My partner trains at the local RNLI lifeboat station on a Sunday morning so I was alone with the children.
The house was especially untidy and the dishes were stacked high, waiting to be washed. I was surrounded by mountains of clothes – some in need of folding, others were folded but needed to be put away and there were two heaps of dirty clothes in need of washing.
My mind was whirring with the thoughts of my dead parents and how much I was missing them.
I felt behind with my doll business.
I was in need of a shower and a hair wash.
I hadn’t slept well.
I was in the middle of a M.E. relapse, meaning my entire body ached and my brain couldn’t do "brain things".
This probably sounds like I’m making excuses for my obscene behaviour. What MOTHER does that to herself?!
A mother like me of course – a disappointment.
Perhaps a kinder, more sympathetic person might suggest that a mother who is struggling would do such things.
I am not struggling though. I have a supportive partner, an incredible network of friends and impeccably behaved children. I live in a lovely little house in a beautiful part of the country. I drive a decent car. Money is tight but we survive and we are happy. In the evenings I am surrounded by books ...and chocolate!
However there is an elephant in the room. One that my partner and I do not discuss enough. One that I do not discuss enough.
After my first child was born I suffered from severe post-partum depression. It was so severe that I would see strange creatures outside my windows. They wanted to take my baby. They’d send their rats into the house to steal my son. I’d see the rats scurrying across the hallway.
Of course, this wasn’t real. But to me it was very real! I’d physically see all of this and it was terrifying. It was like living in a nightmare that you cannot wake up from.
It drove me to consider suicide. I had it planned. I’d pop my baby into his car seat in the house where he was safe until my partner came home. Then I’d hop into my car and simply drive into a brick wall. Easy.

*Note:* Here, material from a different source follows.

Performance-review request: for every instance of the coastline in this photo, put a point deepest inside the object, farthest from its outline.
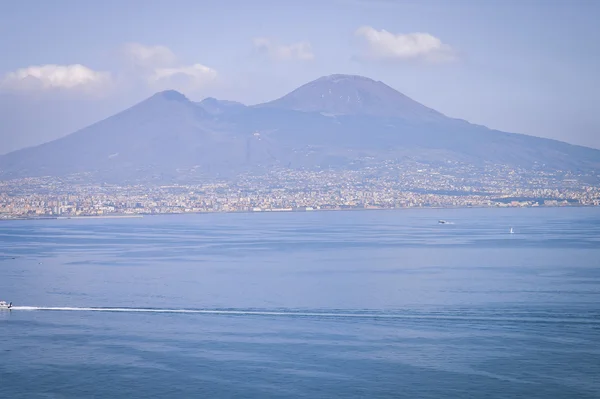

Luckily I was provided with counselling (and my car keys were removed), although hindsight says I probably should have been institutionalized! I’ve been on strong medication since. It’s made me gain weight and if I miss a dose, I’m screwed. But it keeps me on the theoretical “happy path” for the most part.
That Sunday morning I probably missed a dose of medication – I really can’t remember. I don’t know why it happened. I think my brain is permanently messed up from the PND. Now I’ve reached this part of my story, I don’t know why I started. I don’t know how to end it.
Just know that if you are going through a rubbish time, that other people don’t fully understand, you’re not alone. I suspect most of us have a Sunday morning where we cry in the shower, punch a wall, smack our faces against something solid or simply can’t get out of bed through feeling immensely low.
Once you’ve wallowed in it, get back up again and try again. Please don’t do anything that’ll harm you permanently, call someone. Go for a walk. Speak to someone. Call the Samaritans if you need to (116 123 (UK), 13 11 14 (Australia), 988 (USA)).